This weekend I picked up a used 18 site, 5 gallon bucket, ebb and flow kit for cheap. I like the idea of 2 different flower rooms instead of 1. I may try the buckets in one flower room and rockwool cubes drain to waste in the other and see which one works more efficiently. This weekends progress pic.

IMG_3800.JPG
 

TS23

Member
Here is an update on the grow room buildout. We haven't got to work on it as much as we'd like but its slowly coming along. IMG_0748.jpg
IMG_0812.JPEG
IMG_4148.jpg
 

Sweetmesss

Well-Known Member
What is the climate by you year round?
Personally I would focus more on controlling the environment.

Are you insulating?
How manage air conditioning?
Water?
Seal the floor?
 

TS23

Member
What is the climate by you year round?
Personally I would focus more on controlling the environment.

Are you insulating?
How manage air conditioning?
Water?
Seal the floor?
Building has 2” spray foam insulation.
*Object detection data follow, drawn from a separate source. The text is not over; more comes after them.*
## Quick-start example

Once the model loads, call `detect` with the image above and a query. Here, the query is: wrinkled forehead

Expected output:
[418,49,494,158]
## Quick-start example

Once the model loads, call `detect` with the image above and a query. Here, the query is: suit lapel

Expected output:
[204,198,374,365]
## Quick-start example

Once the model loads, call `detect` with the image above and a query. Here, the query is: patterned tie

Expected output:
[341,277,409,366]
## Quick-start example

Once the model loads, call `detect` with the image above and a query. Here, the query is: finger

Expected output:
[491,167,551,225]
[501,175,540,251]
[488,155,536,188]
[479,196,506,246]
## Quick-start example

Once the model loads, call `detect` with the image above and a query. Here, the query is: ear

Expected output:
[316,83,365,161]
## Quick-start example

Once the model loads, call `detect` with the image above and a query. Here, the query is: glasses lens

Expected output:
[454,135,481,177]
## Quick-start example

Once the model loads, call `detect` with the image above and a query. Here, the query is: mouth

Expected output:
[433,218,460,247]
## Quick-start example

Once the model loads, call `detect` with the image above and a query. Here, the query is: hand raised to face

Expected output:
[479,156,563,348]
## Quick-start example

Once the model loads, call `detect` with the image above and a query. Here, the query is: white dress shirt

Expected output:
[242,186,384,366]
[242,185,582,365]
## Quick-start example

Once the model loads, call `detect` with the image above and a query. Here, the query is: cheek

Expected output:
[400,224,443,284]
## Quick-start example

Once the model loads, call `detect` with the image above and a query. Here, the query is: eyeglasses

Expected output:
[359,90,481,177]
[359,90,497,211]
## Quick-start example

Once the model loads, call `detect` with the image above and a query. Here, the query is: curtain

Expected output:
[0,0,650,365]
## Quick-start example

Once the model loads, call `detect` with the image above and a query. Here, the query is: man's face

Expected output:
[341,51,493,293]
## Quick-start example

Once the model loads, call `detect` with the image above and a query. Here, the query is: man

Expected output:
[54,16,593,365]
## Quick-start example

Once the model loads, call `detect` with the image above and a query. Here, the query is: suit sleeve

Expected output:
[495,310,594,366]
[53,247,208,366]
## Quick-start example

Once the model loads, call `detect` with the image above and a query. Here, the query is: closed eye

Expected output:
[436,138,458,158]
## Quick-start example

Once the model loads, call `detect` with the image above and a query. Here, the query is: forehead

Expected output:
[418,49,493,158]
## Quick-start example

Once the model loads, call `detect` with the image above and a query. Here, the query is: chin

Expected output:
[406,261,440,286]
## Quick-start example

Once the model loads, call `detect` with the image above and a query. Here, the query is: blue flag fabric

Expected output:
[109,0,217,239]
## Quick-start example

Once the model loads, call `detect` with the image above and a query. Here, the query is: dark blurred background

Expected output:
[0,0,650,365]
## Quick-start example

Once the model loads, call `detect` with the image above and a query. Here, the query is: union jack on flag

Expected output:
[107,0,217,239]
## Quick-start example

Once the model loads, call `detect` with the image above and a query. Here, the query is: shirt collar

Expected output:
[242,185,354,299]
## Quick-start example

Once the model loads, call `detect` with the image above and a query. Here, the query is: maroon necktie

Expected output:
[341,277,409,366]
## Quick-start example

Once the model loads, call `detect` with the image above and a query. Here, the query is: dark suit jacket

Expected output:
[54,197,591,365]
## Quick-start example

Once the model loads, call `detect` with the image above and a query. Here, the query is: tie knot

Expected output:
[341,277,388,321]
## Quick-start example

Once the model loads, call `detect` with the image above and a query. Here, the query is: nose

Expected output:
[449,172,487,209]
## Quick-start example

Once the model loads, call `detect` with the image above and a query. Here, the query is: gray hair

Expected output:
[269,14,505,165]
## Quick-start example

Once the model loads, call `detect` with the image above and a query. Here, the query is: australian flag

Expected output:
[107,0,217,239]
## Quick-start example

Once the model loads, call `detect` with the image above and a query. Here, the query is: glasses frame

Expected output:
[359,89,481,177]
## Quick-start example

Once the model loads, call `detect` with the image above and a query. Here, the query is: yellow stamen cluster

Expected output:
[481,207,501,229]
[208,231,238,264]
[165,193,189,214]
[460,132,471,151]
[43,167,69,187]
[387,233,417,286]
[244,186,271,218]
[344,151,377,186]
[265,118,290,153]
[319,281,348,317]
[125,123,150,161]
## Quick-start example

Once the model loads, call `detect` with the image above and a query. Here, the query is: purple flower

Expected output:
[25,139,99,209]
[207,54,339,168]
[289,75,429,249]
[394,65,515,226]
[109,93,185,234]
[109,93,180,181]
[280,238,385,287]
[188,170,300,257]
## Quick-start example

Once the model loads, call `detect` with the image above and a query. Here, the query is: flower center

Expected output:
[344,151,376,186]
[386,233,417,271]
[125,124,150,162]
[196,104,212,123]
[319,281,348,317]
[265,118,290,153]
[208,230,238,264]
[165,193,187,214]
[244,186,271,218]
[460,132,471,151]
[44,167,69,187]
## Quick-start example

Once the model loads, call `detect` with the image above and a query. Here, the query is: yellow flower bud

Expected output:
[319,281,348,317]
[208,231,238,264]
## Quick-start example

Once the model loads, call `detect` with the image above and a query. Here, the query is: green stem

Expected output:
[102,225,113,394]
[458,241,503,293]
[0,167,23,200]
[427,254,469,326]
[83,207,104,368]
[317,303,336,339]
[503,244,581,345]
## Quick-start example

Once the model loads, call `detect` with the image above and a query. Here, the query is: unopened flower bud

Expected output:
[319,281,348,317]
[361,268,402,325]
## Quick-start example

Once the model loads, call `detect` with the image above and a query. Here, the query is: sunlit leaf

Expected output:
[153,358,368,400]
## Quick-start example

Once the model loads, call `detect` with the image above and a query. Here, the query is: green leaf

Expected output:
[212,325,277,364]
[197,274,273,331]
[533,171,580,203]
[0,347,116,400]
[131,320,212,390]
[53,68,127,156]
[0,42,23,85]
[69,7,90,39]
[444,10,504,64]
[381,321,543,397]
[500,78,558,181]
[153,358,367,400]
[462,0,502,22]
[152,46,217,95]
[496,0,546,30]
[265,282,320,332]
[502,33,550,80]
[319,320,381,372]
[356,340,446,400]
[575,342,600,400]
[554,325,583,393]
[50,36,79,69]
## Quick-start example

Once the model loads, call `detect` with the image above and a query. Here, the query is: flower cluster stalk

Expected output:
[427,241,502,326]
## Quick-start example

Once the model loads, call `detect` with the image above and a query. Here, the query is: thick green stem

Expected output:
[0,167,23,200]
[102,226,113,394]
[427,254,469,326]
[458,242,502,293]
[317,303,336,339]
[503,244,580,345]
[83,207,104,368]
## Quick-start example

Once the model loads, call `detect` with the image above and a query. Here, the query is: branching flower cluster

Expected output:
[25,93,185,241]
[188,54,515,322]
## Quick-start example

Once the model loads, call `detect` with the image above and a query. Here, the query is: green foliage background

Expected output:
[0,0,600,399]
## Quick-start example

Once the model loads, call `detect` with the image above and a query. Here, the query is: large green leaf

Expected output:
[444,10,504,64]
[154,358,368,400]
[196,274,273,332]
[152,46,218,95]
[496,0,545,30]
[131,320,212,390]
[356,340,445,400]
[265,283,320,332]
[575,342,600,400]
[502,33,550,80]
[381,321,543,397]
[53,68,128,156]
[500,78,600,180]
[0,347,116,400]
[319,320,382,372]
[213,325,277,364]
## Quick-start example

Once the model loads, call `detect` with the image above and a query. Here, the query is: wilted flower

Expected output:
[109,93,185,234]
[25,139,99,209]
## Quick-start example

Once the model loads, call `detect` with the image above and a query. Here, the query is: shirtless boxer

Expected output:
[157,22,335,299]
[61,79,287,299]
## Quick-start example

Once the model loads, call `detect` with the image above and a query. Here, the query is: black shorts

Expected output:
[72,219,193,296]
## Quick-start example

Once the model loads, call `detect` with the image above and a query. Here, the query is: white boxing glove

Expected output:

My plan is a 3 ton mini split for a/c, quest 110 for dehu, floor has been sealed, water is coming from the yard hydrant outside the building.
 

Apalchen

Well-Known Member
I think you undersized both your dehuey and AC for 8 lights. I have a 3 ton cooling 6 lights it barely keeps up if they are on overdrive which is 6900 watts total. Maybe if you get a name brand one it will cool better but 8k watts would be pushing it.

I also have a 50 pint and a 70 pint running at all times and need more I'm floating around 55-60 % remember that's with 6 lights so 8 should need even more.

I too had hoped to be able to run 8 lights on similar equipment but it's not gonna happen for me I'm stuck at 6k watts til I add another mini split. I'm also thinking of just grabbing a quest 225 so I make sure to have enough power for dehuey.
 

Renfro

Well-Known Member
This really is the major type of shit that holds me back from going commercial. Such a major initial investment to do it right and it takes so long to see a return.
It is a major investment. Depending on wholesale pricing in your region the ROI could be as quick as one crop provided you get a good one lol. If starting a commercial operation in Colorado for example it would take at least 2x as long to recoop the investment as it would in Oklahoma where wholesale prices are twice as high as in Colorado. The time to start an operation in Colorado has passed, get setup in a fresh state, grab the big bucks before the market is flooded and pricing falls. Setup with efficiency (low production cost) so that when prices do fall you are already ahead of the game.